Why did that sequence strike a nerve? Maybe it’s because, well, right now I’m sitting at my computer, staring at a screen, trying to convey my experience of the piece, and simultaneously struggling with the question of whether or not doing this is a valuable way to spend the precious minutes allotted to me. Am I simply allowing my time to be eaten up by life’s tasks – the meals prepared, the websites clicked on, the emails dealt with, the blog posts posted – while that coffin-clock hand spins down the hours to my certain death?
Such are the existential questions provoked by The Waiting Room. Goodman plays a Shomer, the man tasked, in the Jewish tradition, with guarding a dead body overnight before its burial. Actually, he’s a last-minute substitute for the regular Shomer, and because he’s been called in unexpectedly, he’s not fully prepared for the job. He’s forgotten his prayer book, so instead of reciting prayers, he begins to conjure – memories, stories, vignettes, dreams, fears, and images. A childhood story of watching a woman in a neighboring apartment undress. A memory of his mother’s cooking. Dreams of swimming.

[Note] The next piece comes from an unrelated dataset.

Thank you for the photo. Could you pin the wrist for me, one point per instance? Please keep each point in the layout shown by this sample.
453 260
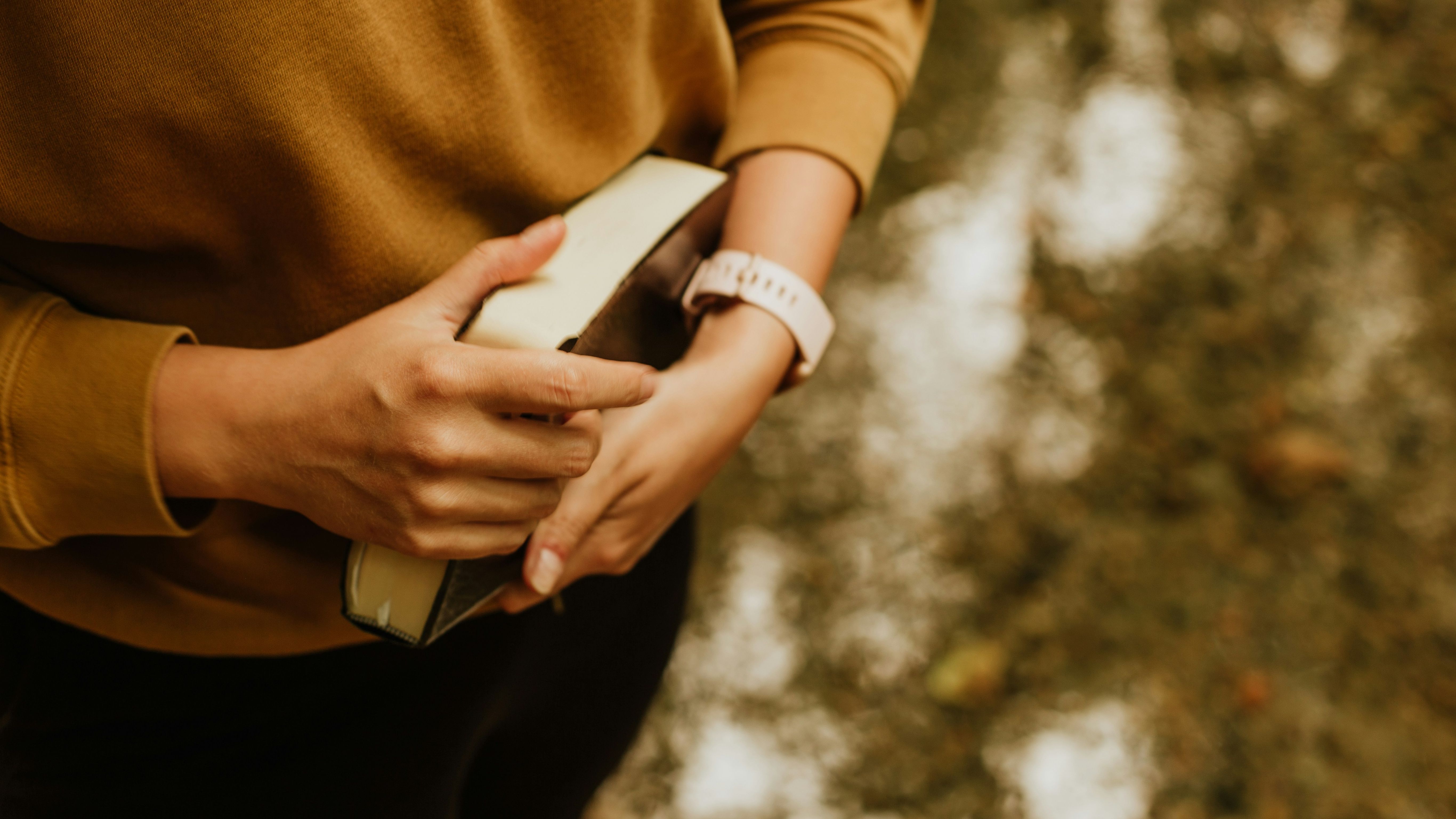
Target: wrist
746 345
201 401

Jacob Goodman in “The Waiting Room.” Photo Frank Walsh, courtesy CorningWorks
Structured as it is around the stories the Shomer tells his dead companion to fill the hours of vigil, this dance theater piece is more narrative than most of Corning’s work, but like most of her work it also slides easily between the concreteness of language and the fuzzy indecisiveness of image and metaphor. Vignettes from the Shomer’s childhood morph from the mundane to the sublime, as if being co-present with death has made him – and us – more alert to the dimensions of being alive – pushing back against the truism, projected at one point on the screen, that “we live as if we don’t know about the certainty of death.” Iain Court’s lighting design gives the dance sequences that alternate with the narrative a quality of otherworldliness, making the “waiting room” a liminal space between life and death, where things that are actually present and things that are present only in imagination or memory collide, interact, share space, and activate each other.
Goodman brings a winning ease to the role of the Shomer, both as an actor and dancer, and his familiarity with Jewish tradition allows him to downplay what might seem odd about the tradition to those unfamiliar with it and to call attention, instead, to the way in which being co-present with the dead becomes an opportunity to connect with the divine and reflect on our own mortality. Catherine Meredith is mysterious and languid as the neighbor whose undressing fascinated the Shomer in his childhood, and Beth Corning brings humor tinged with melancholy to her portrayal of the Jewish mother, always with an offer of (too much) food. Corning’s always-illuminating and captivating choice of music is enhanced, in this production, by the addition of the voice and presence of John Carson, who plays the imagined deceased “Phil” (at least, that’s what I took him to be) and sings, toward the end of the performance, a haunting Irish melody. Stephanie Meyer-Staley’s scenic design looks deceptively simple, but eloquent touches – like the stones that weigh down the scroll-like screens, which evoke the Jewish tradition of placing pebbles on gravestones – add unexpected depth and poignancy to the visual field. Projections by Jakob Marsico and Jessica Medenbach add an additional layer of lyricism and out-of-this-worldness to the performance, interlayering text, drawn imagery, and video with the live performance.